需要と供給だけで見ると「買い場」なのですが、その他の観点では見逃せない逆風が2つあります。

1つ目の逆風が、「米国株や不動産はすでに割高水準である」という点です。昨日もお話ししたとおり、これはFRB公式の見解でもあります:

このツイートで示したのはブルームバーグの記事。FRBが「コロナが深刻化すれば株価や不動産が大きく下がるかも!」と指摘したのだとか。

特に注意が必要なのが、「レバレッジドローンの債務不履行が増えている」という点。

レバレッジドローンはサブプライムローンの亜種で、リーマンショックの引き金に似たヤツです。債務不履行が増えると金融危機につながりかねないのが恐ろしいです。

先日は日本企業のレナウンが倒産しましたが、米国でもバタバタと企業が倒れはじめています。

米国企業は日本企業よりもレバレッジが高め。
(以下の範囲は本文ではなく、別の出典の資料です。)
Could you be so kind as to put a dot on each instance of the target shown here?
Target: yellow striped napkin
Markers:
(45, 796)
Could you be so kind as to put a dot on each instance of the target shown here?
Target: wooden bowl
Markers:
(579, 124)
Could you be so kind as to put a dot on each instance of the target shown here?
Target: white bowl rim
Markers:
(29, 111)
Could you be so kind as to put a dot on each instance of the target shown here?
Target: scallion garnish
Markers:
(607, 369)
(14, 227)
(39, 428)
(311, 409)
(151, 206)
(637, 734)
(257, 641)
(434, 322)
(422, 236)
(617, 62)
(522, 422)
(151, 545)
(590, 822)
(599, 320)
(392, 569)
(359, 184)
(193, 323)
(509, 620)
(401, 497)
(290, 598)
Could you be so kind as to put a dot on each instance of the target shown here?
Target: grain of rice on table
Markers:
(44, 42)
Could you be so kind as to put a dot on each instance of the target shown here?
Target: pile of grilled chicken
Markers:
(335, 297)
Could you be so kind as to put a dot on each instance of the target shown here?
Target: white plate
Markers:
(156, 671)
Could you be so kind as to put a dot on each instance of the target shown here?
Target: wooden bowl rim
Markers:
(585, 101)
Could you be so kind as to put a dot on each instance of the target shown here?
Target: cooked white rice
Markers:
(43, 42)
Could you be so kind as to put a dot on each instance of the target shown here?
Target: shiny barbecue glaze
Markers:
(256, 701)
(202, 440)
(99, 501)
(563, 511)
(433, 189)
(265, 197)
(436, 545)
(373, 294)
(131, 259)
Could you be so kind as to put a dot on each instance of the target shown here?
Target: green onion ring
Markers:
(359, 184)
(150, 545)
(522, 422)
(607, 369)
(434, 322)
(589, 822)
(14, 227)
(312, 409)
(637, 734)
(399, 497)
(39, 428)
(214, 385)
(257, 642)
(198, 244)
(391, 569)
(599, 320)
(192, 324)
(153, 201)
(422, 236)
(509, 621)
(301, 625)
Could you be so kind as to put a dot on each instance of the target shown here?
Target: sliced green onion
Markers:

おかげで経営が効率的なのですが、借金が多く財務体質がもろいので、不況にめっぽう弱いです。

2つ目の逆風が、「トランプ大統領によるFRBへのマイナス金利の要求」です:

マイナス金利とは「お金を貸すと減らされて返ってくる」という摩訶不思議な金利です。ちょっとワケが分からない。
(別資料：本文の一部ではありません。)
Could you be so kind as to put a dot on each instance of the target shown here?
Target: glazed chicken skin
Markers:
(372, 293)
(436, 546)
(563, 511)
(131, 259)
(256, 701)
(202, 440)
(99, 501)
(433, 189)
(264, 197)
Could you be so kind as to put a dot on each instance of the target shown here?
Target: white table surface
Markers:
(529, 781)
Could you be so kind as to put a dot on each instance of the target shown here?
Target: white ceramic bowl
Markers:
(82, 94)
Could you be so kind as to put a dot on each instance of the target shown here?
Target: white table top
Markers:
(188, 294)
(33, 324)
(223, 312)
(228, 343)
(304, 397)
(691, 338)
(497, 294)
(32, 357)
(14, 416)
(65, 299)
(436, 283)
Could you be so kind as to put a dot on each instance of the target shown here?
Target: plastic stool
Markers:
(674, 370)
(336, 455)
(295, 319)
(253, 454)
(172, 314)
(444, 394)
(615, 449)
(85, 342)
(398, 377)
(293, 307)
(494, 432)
マイナス金利は金融緩和の一種。本来なら経済刺激につながり「景気がよくなるかも?」と期待できるかもしれないのですが。

とはいえ、僕はマイナス金利がちょっと怖い。というのも、2016年初めに日本がマイナス金利を導入したとき、大きな暴落に襲われたからです。

また、仮にマイナス金利が導入されたら、金利で稼ぐ金融業にとってはマイナス。ただでさえレバレッジドローンで大変なのに、金融業が更にダメージを受けることになります。金融業に逆風が集中してるような…。

米国株はまだまだ高い水準。それに、金融危機のタネがあるように思えてきます。正直、僕は「強気なりきれない」と考えています。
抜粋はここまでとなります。